FAQs - American Society of Anesthesiologists (ASA)

How does ASAPAC select the recipients of its support?
ASAPAC recipients are selected by the ASAPAC Executive Board and ASAPAC staff based upon the candidate's support for anesthesiology, the candidate's relationship with anesthesiologists and recommendations from ASAPAC contributors and State Component Society leaders.

How can I suggest a candidate for ASAPAC support?
Recommendations from ASA members are welcomed and strongly encouraged. ASA members may contact any member of the ASAPAC Executive Board including ASAPAC Board Chair Mark Brady, M.D. or Zorie Valchev in the ASA Washington office. Anesthesiologists recommending candidates for support should be PAC supporters and should be prepared to explain their candidates' views on issues of importance to anesthesiology and any relationships the candidate may have with anesthesiologists or the medical community.

How does the ASA compare with other organizations in terms of support for its PAC?
ASAPAC is the largest, medical specialty political action committee in the United States. Due to the nature of the political challenges faced by anesthesiologists, ASA members tend to be more politically active than the members of other medical specialties. As a result, ASAPAC tends to be more active than many other medical organizations.
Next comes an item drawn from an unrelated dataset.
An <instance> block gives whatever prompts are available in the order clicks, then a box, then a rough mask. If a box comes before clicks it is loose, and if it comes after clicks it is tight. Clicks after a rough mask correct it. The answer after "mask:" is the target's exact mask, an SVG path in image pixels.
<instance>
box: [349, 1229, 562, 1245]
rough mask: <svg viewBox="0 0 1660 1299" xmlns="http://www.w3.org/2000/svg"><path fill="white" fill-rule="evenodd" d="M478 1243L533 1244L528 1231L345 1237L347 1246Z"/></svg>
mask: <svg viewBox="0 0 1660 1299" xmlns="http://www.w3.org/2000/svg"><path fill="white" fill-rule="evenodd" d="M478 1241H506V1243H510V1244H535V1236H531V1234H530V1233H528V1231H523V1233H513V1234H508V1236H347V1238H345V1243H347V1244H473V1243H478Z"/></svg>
How does ASAPAC evaluate recipients for repeated support?
ASAPAC evaluates candidates for repeated support based upon the same criteria used to set initial support.

I have a problem contributing to ASAPAC because you support politicians that advocate issues I cannot support.
ASAPAC is a bi-partisan, non-ideological political organization. It supports candidates based upon their positions on issues impacting our specialty. Because the issues that ASA works to address - patient safety, Medicare fee reform, Medicare regulatory reform, professional liability reform etc. - are not party line issues or ideological issues, supporters of anesthesiology can be found along the entire political spectrum with widely differing views on issues outside of those impacting anesthesiologists. If you have specific concerns about a particular candidate or candidates, you are strongly encouraged to contact either the ASAPAC Executive Chair or Zorie Valchev in the ASA Washington office.
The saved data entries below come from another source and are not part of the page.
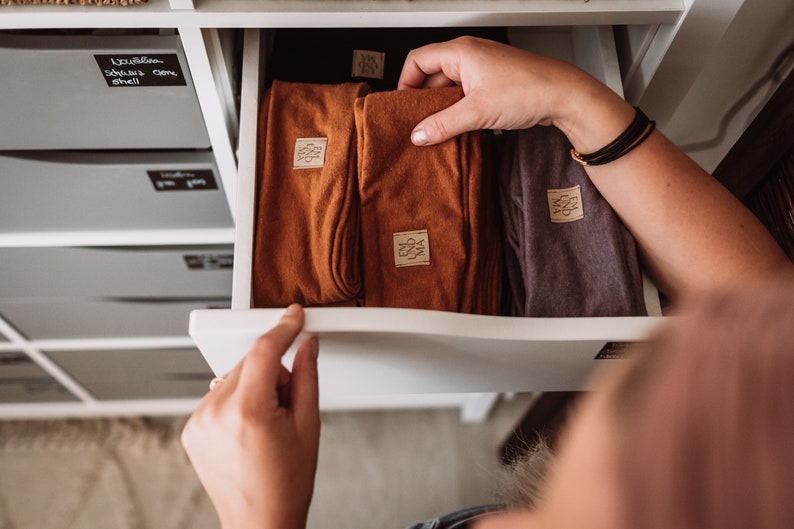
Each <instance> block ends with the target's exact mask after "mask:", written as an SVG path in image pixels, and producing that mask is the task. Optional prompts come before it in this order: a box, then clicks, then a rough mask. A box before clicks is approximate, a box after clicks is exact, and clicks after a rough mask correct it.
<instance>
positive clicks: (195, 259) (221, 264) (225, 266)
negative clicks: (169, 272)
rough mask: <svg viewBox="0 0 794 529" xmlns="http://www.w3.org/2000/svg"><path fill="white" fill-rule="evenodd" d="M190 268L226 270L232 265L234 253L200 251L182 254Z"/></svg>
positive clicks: (213, 269)
mask: <svg viewBox="0 0 794 529" xmlns="http://www.w3.org/2000/svg"><path fill="white" fill-rule="evenodd" d="M182 257H183V258H184V259H185V264H186V265H187V267H188V268H189V269H190V270H227V269H231V268H233V267H234V254H231V253H202V254H190V255H183V256H182Z"/></svg>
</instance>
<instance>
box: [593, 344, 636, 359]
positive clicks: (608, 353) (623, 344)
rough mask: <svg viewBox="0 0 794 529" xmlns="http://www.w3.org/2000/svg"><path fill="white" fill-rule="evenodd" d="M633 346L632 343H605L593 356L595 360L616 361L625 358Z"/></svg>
mask: <svg viewBox="0 0 794 529" xmlns="http://www.w3.org/2000/svg"><path fill="white" fill-rule="evenodd" d="M634 346H635V343H634V342H607V343H606V345H604V347H602V348H601V350H600V351H599V352H598V354H597V355H596V356H595V359H596V360H617V359H621V358H627V357H628V354H629V353H630V351H631V350H632V348H633V347H634Z"/></svg>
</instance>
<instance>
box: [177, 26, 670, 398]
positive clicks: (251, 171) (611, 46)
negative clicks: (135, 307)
mask: <svg viewBox="0 0 794 529" xmlns="http://www.w3.org/2000/svg"><path fill="white" fill-rule="evenodd" d="M510 33H511V35H512V36H511V39H512V40H514V41H515V42H516V44H517V45H520V46H522V47H525V48H528V49H530V50H532V51H537V52H540V53H544V54H548V55H554V56H557V57H558V58H560V59H563V60H568V61H571V62H574V63H575V64H577V65H579V66H580V67H582V68H583V69H585V70H587V71H588V72H590V73H591V74H592V75H594V76H596V77H598V78H599V79H601V80H602V81H603V82H605V83H606V84H608V85H609V86H611V87H613V89H614V90H616V91H618V92H619V93H620V81H619V71H618V64H617V59H616V57H615V50H614V42H613V40H612V32H611V28H609V27H560V28H515V29H511V31H510ZM267 45H268V38H267V33H266V32H265V31H259V30H247V31H246V33H245V42H244V46H245V48H244V49H245V53H244V59H243V74H242V76H243V77H242V83H243V87H242V88H243V89H242V95H241V109H242V111H241V122H240V150H239V153H240V168H239V171H240V174H239V189H238V199H239V202H238V211H237V217H236V218H237V226H236V243H235V267H234V280H233V295H232V310H209V311H208V310H199V311H194V312H193V313H192V314H191V322H190V334H191V336H192V337H193V339H194V341H195V342H196V344H197V346H198V347H199V349H200V350H201V352H202V354H203V355H204V357H205V358H206V359H207V362H208V363H209V365H210V367H211V368H212V370H213V371H214V372H215V373H216V374H223V373H225V372H227V371H228V370H229V369H231V368H232V367H233V366H234V365H235V364H236V363H237V361H239V359H240V358H242V357H243V355H244V354H245V353H246V352H247V351H248V350H249V348H250V346H251V345H252V343H253V341H254V340H255V339H256V337H257V336H258V335H260V334H261V333H262V332H264V331H265V330H266V329H268V328H269V327H271V326H272V325H274V324H275V323H276V322H277V321H278V318H279V317H280V315H281V312H282V311H281V309H256V308H252V305H251V264H252V247H253V236H254V233H253V232H254V203H255V196H256V195H255V191H256V182H255V177H256V133H257V122H256V117H257V114H258V113H257V109H258V104H259V97H260V95H261V93H262V88H263V86H264V79H265V71H266V67H267V54H266V53H265V50H266V49H267ZM645 283H646V287H647V288H646V300H647V302H648V303H647V304H648V310H649V313H651V314H660V311H659V309H658V293H657V292H656V289H655V288H654V287H653V285H652V284H650V282H648V281H647V280H646V281H645ZM306 314H307V319H306V325H305V329H304V330H305V333H306V334H307V335H309V334H314V335H318V336H320V337H321V350H322V351H321V354H320V366H321V382H320V384H321V394H323V395H331V396H334V395H340V394H348V395H372V394H395V393H400V394H406V393H409V394H416V393H445V392H447V393H456V392H457V393H461V392H462V393H467V392H503V391H537V390H575V389H581V388H582V387H584V385H585V384H586V380H587V378H588V376H589V374H590V372H591V371H592V370H593V369H594V368H595V367H596V366H597V365H599V364H603V363H607V362H611V361H615V360H616V359H617V358H620V357H621V355H622V352H621V351H623V350H624V348H623V345H624V344H625V343H626V342H635V341H640V340H642V339H643V338H644V337H645V336H646V335H647V333H648V332H649V331H651V330H652V329H653V328H655V326H657V325H659V323H660V322H661V320H662V319H661V318H659V317H657V316H652V317H621V318H510V317H499V316H477V315H470V314H457V313H449V312H440V311H427V310H414V309H389V308H309V309H307V310H306ZM293 352H294V351H292V352H290V353H288V355H287V359H286V360H285V362H286V363H289V362H290V360H289V358H290V356H291V355H292V354H293Z"/></svg>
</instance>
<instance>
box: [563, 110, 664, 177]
mask: <svg viewBox="0 0 794 529" xmlns="http://www.w3.org/2000/svg"><path fill="white" fill-rule="evenodd" d="M634 110H635V113H634V119H633V120H632V122H631V124H629V126H628V128H626V130H625V131H623V133H622V134H621V135H620V136H618V137H617V138H615V141H613V142H612V143H610V144H609V145H607V146H606V147H603V148H601V149H599V150H597V151H595V152H592V153H590V154H582V153H580V152H578V151H577V150H576V149H571V157H573V159H574V160H576V161H577V162H579V163H580V164H582V165H604V164H607V163H609V162H614V161H615V160H617V159H618V158H620V157H622V156H625V155H626V154H628V153H630V152H631V151H632V150H634V149H635V148H636V147H637V146H638V145H640V144H641V143H642V142H644V141H645V140H646V139H647V138H648V136H650V135H651V133H652V132H653V131H654V129H655V128H656V122H655V121H650V120H649V119H648V116H646V115H645V113H644V112H643V111H642V110H640V109H639V108H638V107H634Z"/></svg>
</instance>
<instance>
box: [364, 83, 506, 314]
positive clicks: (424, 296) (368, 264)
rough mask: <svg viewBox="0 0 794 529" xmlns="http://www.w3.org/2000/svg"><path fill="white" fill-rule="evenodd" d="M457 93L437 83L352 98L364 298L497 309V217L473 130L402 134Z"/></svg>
mask: <svg viewBox="0 0 794 529" xmlns="http://www.w3.org/2000/svg"><path fill="white" fill-rule="evenodd" d="M461 97H462V91H461V89H460V88H439V89H423V90H400V91H392V92H379V93H372V94H370V95H368V96H367V97H366V98H360V99H358V100H357V101H356V107H355V115H356V127H357V129H358V161H359V164H358V167H359V194H360V200H361V230H362V239H361V248H362V269H363V280H364V291H365V295H364V298H363V304H364V305H365V306H370V307H405V308H422V309H435V310H444V311H452V312H463V313H478V314H497V313H498V309H499V303H500V299H501V274H500V266H501V247H500V237H499V232H498V215H497V213H496V211H495V208H494V207H493V205H494V202H495V200H494V198H495V195H494V194H493V190H492V185H493V182H492V180H491V179H490V178H487V177H486V175H484V173H483V155H482V150H481V143H480V140H481V138H480V136H481V134H480V133H479V132H469V133H466V134H463V135H460V136H458V137H456V138H453V139H451V140H448V141H446V142H444V143H442V144H440V145H435V146H425V147H417V146H415V145H413V144H412V143H411V141H410V135H411V131H412V129H413V127H414V126H415V125H416V123H418V122H419V121H420V120H421V119H423V118H425V117H426V116H428V115H430V114H432V113H434V112H437V111H438V110H441V109H443V108H445V107H448V106H449V105H451V104H453V103H455V102H456V101H458V100H459V99H460V98H461ZM403 251H404V252H405V254H404V255H402V257H400V256H399V254H400V252H403ZM411 252H414V253H411ZM419 254H421V255H419ZM414 257H416V260H414V261H412V259H413V258H414ZM417 263H419V264H417Z"/></svg>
How are the members of the ASAPAC Board selected? 
The ASAPAC Executive Board consists of 12 anesthesiologists, including a resident member, from various regions of the United States. Members are named to the Board by the ASA President based primarily upon the member's past support for ASAPAC, their involvement as "Key Contacts" for the ASA, and their level of political involvement.
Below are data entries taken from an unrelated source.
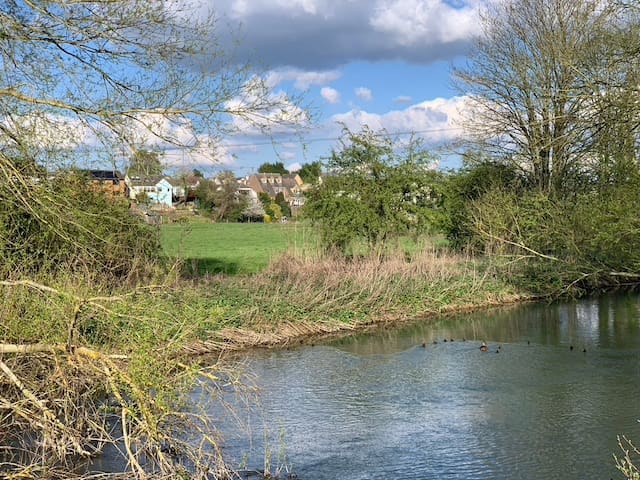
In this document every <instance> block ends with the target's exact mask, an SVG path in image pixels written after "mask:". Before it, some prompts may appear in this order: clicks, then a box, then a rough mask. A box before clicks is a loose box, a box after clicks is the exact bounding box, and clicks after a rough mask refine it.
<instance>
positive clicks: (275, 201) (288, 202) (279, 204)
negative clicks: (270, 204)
mask: <svg viewBox="0 0 640 480" xmlns="http://www.w3.org/2000/svg"><path fill="white" fill-rule="evenodd" d="M274 203H275V204H276V205H278V207H279V208H280V213H281V217H289V218H290V217H291V207H290V206H289V202H287V201H286V200H285V198H284V193H282V192H278V193H277V194H276V198H275V200H274Z"/></svg>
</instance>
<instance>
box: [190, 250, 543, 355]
mask: <svg viewBox="0 0 640 480" xmlns="http://www.w3.org/2000/svg"><path fill="white" fill-rule="evenodd" d="M177 292H182V293H185V292H190V295H200V301H201V302H204V304H215V306H216V312H217V316H218V319H219V322H217V323H216V325H215V326H214V325H212V327H213V328H211V329H210V330H209V331H208V332H207V335H206V338H202V339H199V340H198V341H196V342H194V343H191V344H189V345H187V346H185V352H186V353H188V354H207V353H213V352H221V351H228V350H239V349H246V348H253V347H260V348H272V347H279V346H290V345H295V344H301V343H309V342H314V341H318V340H319V339H322V338H326V337H333V336H340V335H348V334H351V333H355V332H359V331H362V330H366V329H371V328H379V327H393V326H394V325H398V324H401V323H404V322H408V321H416V320H419V319H427V318H437V317H440V316H442V315H451V314H456V313H463V312H469V311H473V310H477V309H482V308H489V307H495V306H500V305H507V304H513V303H517V302H522V301H531V300H533V299H534V298H535V296H534V295H532V294H530V293H528V292H523V291H520V290H518V289H517V288H516V287H514V286H513V285H511V284H510V283H509V282H508V281H507V279H504V278H502V277H501V276H500V275H499V274H498V272H497V270H495V268H493V266H492V265H491V263H490V262H488V261H487V260H486V259H474V258H470V257H466V256H463V255H454V254H450V253H445V252H442V251H440V252H439V251H436V250H429V251H423V252H419V253H417V254H415V255H414V256H412V257H407V256H405V255H396V256H392V257H387V258H385V259H377V258H372V257H370V258H362V259H358V260H346V259H344V258H339V257H336V258H331V257H327V258H323V259H317V258H316V259H308V258H304V257H299V256H295V255H285V256H283V257H282V258H280V259H279V260H278V261H277V262H275V263H273V264H272V265H271V266H270V267H269V268H268V269H267V270H266V271H265V272H263V273H261V274H259V275H257V276H253V277H243V278H239V277H219V278H215V279H209V280H206V281H201V282H197V283H191V284H189V285H188V286H186V285H184V284H183V285H182V286H181V287H179V288H178V290H177Z"/></svg>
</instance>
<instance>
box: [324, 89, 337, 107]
mask: <svg viewBox="0 0 640 480" xmlns="http://www.w3.org/2000/svg"><path fill="white" fill-rule="evenodd" d="M320 95H322V98H324V99H325V100H326V101H327V102H329V103H331V104H336V103H340V92H338V91H337V90H336V89H335V88H331V87H322V89H321V90H320Z"/></svg>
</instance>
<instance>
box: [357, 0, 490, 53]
mask: <svg viewBox="0 0 640 480" xmlns="http://www.w3.org/2000/svg"><path fill="white" fill-rule="evenodd" d="M477 7H478V3H477V2H467V5H466V6H465V7H463V8H456V7H454V6H452V5H451V4H449V3H445V2H443V1H441V0H379V1H378V2H377V6H376V8H375V11H374V12H373V15H372V16H371V17H370V20H369V21H370V24H371V26H372V27H373V28H374V29H375V30H377V31H380V32H382V33H385V34H387V35H389V36H390V37H391V39H392V41H394V42H396V43H397V44H398V45H401V46H405V47H409V46H413V45H421V44H424V43H436V42H437V43H444V44H446V43H451V42H455V41H458V40H466V39H467V38H468V37H469V35H470V34H474V33H478V31H479V30H478V28H479V22H478V21H477V19H478V11H477Z"/></svg>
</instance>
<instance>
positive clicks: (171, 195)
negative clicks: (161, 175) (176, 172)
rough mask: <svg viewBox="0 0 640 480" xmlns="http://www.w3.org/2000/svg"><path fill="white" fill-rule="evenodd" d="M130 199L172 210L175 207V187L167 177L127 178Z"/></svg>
mask: <svg viewBox="0 0 640 480" xmlns="http://www.w3.org/2000/svg"><path fill="white" fill-rule="evenodd" d="M126 181H127V185H128V186H129V198H131V200H138V201H139V200H140V199H141V198H142V197H145V201H147V202H149V203H150V204H155V205H160V206H162V207H167V208H171V207H172V206H173V186H172V185H171V183H170V182H169V181H168V180H167V178H166V177H147V178H141V177H132V178H130V177H129V176H127V178H126Z"/></svg>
How should I allocate money between ASAPAC and my state PAC?
ASAPAC advocates no rule in allocating money between ASAPAC and State Component PACs. Both are important to protecting and advancing the interests of anesthesiology.

How much money does ASAPAC need?
All ASAPAC contributions are voluntary and the level of participation changes from year to year, ASAPAC bases it budget upon the contributions it receives. It is able to be more aggressive and participate in more campaigns when contribution levels are high. It is less aggressive and participates in fewer campaigns when contribution levels are low.

Is it better for me to contribute to ASAPAC or to contribute directly to a candidate?
There are many anesthesiologists who give to their local candidate and to ASAPAC. Ideally, an anesthesiologist who has a relationship with a local candidate will support that candidate with an individual check and, as a PAC donor, work with ASAPAC to deliver a PAC check to the candidate as well.